In general, we want to treat those patients as aggressively as possible because of that risk. We know that if we are not as aggressive as we should be, the patients struggle more than perhaps some of the other subgroups. It's also very interesting that some of the information has shown that using 2 oral medications in different pathways as soon after diagnosis as possible—what's called upfront combination oral therapy, which was shown in the AMBITION trial to be beneficial to Group 1 PAH patients—also holds value in connective tissue disease. Based on that scientific information and personal experience, I advocate for patients with connective tissue disease—associated mild or intermediate PAH to start 2 oral drugs as early as possible after diagnosis. Obviously, if they're sicker, they may have to be on an infusion therapy or triplet therapy.
For patients with liver disease and portopulmonary hypertension [POPH], the goal is not only to treat the pulmonary hypertension [PH] but also to allow the patient to safely receive a liver transplant. Ultimately, the problem is end-stage liver disease or hepatic cirrhosis. If that's not remedied, even if you control and improve the pulmonary hypertension, patients are still at risk of having complications from cirrhosis or even dying from liver failure. The goal is to get pressures down to a certain level, typically a mean pulmonary artery pressure of 35 mm Hg or less, with low pulmonary vascular resistance and normal right ventricular function by echocardiography, which then allows the patients to safely receive a liver transplant.
We work carefully with our GI [gastrointestinal] hepatologists and our liver transplant surgeons. We discuss these patients carefully at multidisciplinary conferences regarding the best therapy and the goals of therapy that can get them in an appropriate condition such that they can undergo a liver transplant if they're otherwise eligible, which has a very good chance of improving the pulmonary hypertension as well. It's not a guarantee that pulmonary hypertension would go away completely, but there is often a very favorable response, at least allowing for less medication after the transplant. Certainly, patients feel better if their liver is now working properly.
For Group 4 chronic thromboembolic pulmonary hypertension [CTEPH], decisions around drug therapy really hinge on if the patient is eligible for surgery—pulmonary thromboendarterectomy—which if successful, has a very high cure rate. About 10% of patients may have persistent pulmonary hypertension after the surgery, so they may require ongoing medication. Almost always, the initial therapy in that group, if they're not going to have surgery, is riociguat.

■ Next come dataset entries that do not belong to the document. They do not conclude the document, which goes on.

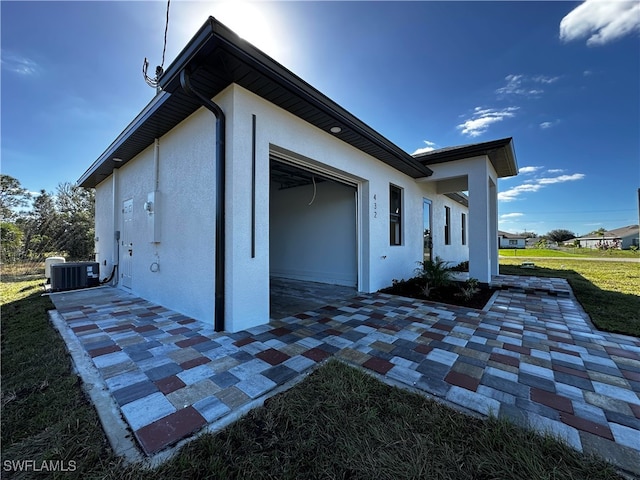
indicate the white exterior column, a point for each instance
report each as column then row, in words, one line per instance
column 493, row 230
column 482, row 222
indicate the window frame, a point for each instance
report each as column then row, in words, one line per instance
column 463, row 228
column 395, row 218
column 447, row 225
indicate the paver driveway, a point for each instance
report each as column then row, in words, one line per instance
column 531, row 356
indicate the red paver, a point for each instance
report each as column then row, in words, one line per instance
column 462, row 380
column 194, row 362
column 586, row 425
column 244, row 341
column 551, row 400
column 104, row 350
column 379, row 365
column 192, row 341
column 423, row 349
column 633, row 376
column 169, row 384
column 273, row 356
column 505, row 359
column 316, row 354
column 280, row 331
column 170, row 429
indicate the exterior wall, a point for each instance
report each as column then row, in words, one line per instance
column 183, row 210
column 278, row 131
column 455, row 252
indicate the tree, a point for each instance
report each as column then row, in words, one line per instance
column 76, row 207
column 42, row 227
column 11, row 239
column 12, row 196
column 560, row 235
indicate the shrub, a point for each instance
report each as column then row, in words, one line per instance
column 436, row 272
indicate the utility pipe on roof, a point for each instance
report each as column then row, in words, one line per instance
column 220, row 197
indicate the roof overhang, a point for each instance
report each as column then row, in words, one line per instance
column 501, row 154
column 215, row 58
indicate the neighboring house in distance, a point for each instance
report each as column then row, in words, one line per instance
column 197, row 208
column 620, row 238
column 510, row 240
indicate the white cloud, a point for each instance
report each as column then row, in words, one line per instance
column 19, row 64
column 429, row 147
column 560, row 179
column 524, row 85
column 482, row 118
column 601, row 21
column 528, row 169
column 535, row 185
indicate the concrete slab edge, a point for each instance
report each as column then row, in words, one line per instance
column 472, row 413
column 114, row 426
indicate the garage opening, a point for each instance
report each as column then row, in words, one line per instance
column 312, row 234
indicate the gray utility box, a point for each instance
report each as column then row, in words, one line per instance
column 72, row 276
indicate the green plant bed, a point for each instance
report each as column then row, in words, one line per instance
column 451, row 294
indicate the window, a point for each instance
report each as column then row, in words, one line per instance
column 447, row 226
column 464, row 228
column 395, row 215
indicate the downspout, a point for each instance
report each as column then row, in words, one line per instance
column 220, row 198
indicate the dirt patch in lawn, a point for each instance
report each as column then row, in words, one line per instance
column 451, row 294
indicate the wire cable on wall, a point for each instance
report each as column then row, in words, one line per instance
column 153, row 82
column 313, row 178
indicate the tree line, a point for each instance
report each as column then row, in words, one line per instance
column 46, row 224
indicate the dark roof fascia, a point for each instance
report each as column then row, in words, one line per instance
column 501, row 153
column 108, row 154
column 215, row 34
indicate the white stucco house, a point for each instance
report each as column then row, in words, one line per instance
column 238, row 171
column 619, row 238
column 511, row 240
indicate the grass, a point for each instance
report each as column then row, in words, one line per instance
column 338, row 423
column 608, row 291
column 568, row 252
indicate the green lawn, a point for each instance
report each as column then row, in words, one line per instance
column 608, row 291
column 568, row 252
column 338, row 423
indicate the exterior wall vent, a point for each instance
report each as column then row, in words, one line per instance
column 72, row 276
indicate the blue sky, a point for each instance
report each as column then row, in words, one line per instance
column 561, row 78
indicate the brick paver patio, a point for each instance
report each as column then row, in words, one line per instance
column 531, row 356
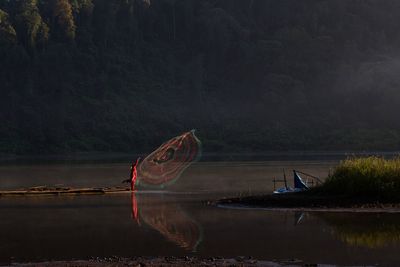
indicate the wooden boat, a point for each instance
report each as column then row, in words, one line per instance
column 299, row 183
column 55, row 191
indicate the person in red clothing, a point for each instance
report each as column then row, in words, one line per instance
column 133, row 175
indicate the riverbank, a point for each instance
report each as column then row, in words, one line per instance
column 307, row 201
column 167, row 262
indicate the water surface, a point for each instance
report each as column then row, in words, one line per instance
column 177, row 222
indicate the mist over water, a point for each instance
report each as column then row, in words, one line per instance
column 177, row 222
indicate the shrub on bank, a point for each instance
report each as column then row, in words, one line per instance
column 365, row 177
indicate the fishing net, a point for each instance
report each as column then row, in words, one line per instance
column 166, row 164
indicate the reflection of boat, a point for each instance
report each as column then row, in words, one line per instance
column 299, row 183
column 168, row 218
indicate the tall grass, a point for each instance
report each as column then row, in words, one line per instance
column 367, row 177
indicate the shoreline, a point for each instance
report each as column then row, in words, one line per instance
column 310, row 202
column 170, row 261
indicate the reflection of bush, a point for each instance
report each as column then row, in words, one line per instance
column 364, row 230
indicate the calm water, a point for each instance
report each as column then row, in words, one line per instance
column 177, row 223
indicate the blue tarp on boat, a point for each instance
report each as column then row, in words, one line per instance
column 298, row 182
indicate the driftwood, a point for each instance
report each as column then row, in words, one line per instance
column 44, row 190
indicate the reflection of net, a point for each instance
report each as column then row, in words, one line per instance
column 166, row 164
column 171, row 221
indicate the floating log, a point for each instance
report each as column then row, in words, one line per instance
column 43, row 190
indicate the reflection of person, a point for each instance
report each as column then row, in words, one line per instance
column 133, row 174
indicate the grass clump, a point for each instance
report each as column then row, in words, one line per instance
column 371, row 177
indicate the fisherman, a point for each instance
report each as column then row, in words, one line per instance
column 133, row 174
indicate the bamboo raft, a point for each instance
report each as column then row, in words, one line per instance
column 56, row 191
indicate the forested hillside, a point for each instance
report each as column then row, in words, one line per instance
column 249, row 75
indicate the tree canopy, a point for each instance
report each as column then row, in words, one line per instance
column 257, row 75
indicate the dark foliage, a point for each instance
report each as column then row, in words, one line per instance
column 253, row 75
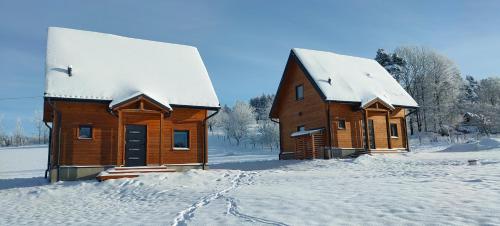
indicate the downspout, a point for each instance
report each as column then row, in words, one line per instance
column 279, row 128
column 57, row 118
column 205, row 137
column 328, row 125
column 49, row 151
column 406, row 130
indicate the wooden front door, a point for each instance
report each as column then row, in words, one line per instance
column 135, row 145
column 371, row 133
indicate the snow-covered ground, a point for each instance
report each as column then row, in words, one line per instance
column 432, row 185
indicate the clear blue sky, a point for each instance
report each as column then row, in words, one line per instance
column 245, row 44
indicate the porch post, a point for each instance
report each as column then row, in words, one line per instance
column 367, row 132
column 388, row 125
column 119, row 151
column 405, row 133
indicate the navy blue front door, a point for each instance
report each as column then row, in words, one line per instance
column 135, row 145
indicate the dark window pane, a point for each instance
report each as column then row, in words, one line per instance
column 299, row 92
column 85, row 132
column 301, row 128
column 342, row 124
column 181, row 139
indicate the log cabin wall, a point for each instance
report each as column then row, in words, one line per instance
column 105, row 148
column 309, row 112
column 101, row 149
column 351, row 136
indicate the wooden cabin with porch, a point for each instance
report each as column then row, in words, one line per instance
column 114, row 102
column 331, row 105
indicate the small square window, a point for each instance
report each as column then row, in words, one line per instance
column 181, row 139
column 299, row 92
column 301, row 128
column 341, row 124
column 85, row 132
column 394, row 130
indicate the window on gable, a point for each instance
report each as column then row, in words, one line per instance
column 301, row 128
column 85, row 132
column 181, row 139
column 341, row 124
column 394, row 130
column 299, row 92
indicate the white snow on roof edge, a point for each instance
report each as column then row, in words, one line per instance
column 109, row 67
column 353, row 79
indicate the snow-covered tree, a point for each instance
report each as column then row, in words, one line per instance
column 391, row 62
column 471, row 89
column 269, row 131
column 238, row 121
column 434, row 81
column 260, row 104
column 489, row 91
column 4, row 138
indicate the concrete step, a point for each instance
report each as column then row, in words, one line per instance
column 139, row 167
column 131, row 172
column 140, row 171
column 114, row 176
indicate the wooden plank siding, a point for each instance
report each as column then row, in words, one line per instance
column 309, row 112
column 107, row 144
column 313, row 112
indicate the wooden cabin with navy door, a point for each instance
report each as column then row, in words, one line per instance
column 114, row 101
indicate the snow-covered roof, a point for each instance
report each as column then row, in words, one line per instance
column 121, row 100
column 352, row 79
column 111, row 67
column 305, row 132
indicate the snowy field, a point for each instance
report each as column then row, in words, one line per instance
column 432, row 185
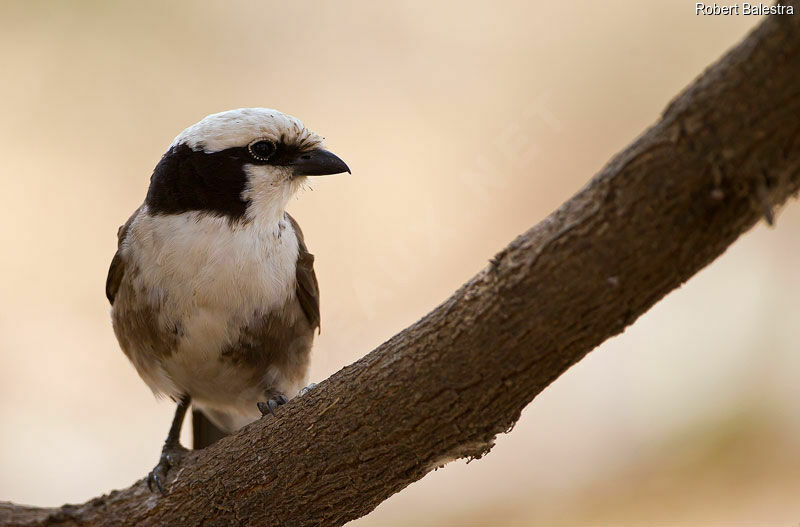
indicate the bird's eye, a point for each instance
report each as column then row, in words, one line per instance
column 261, row 149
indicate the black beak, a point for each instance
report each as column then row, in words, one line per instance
column 317, row 162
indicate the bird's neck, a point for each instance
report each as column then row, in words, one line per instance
column 267, row 203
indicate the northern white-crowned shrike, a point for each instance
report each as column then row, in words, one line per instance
column 213, row 293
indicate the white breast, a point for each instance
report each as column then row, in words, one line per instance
column 210, row 276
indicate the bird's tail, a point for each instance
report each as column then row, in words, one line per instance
column 204, row 433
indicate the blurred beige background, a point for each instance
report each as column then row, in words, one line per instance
column 464, row 123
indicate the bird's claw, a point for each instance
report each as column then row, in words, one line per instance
column 272, row 404
column 170, row 457
column 307, row 389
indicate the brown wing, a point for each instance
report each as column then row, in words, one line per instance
column 117, row 269
column 307, row 286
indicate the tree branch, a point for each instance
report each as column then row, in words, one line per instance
column 723, row 155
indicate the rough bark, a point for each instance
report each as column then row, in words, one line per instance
column 724, row 153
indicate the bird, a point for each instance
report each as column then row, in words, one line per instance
column 214, row 298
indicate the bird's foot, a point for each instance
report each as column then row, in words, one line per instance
column 307, row 389
column 272, row 404
column 171, row 456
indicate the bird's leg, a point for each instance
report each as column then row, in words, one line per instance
column 274, row 400
column 172, row 452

A new intervention that's receiving more study is balloon pulmonary angioplasty. There is some information showing that it can have a very positive effect on pulmonary pressures and pulmonary vascular resistance with similar or even slightly better benefit than riociguat, based on 1 study. But remember, it's an intervention, so it's going to have complications. Complications can be severe when you're working with a catheter in pulmonary circulation. The potential complications may balance out any potential improvement over drug therapy. That becomes an individualized decision between the physician and the patient. But we're very excited about the possible role of balloon pulmonary angioplasty in these patients who would not otherwise be eligible for the more curative surgery, pulmonary thromboendarterectomy.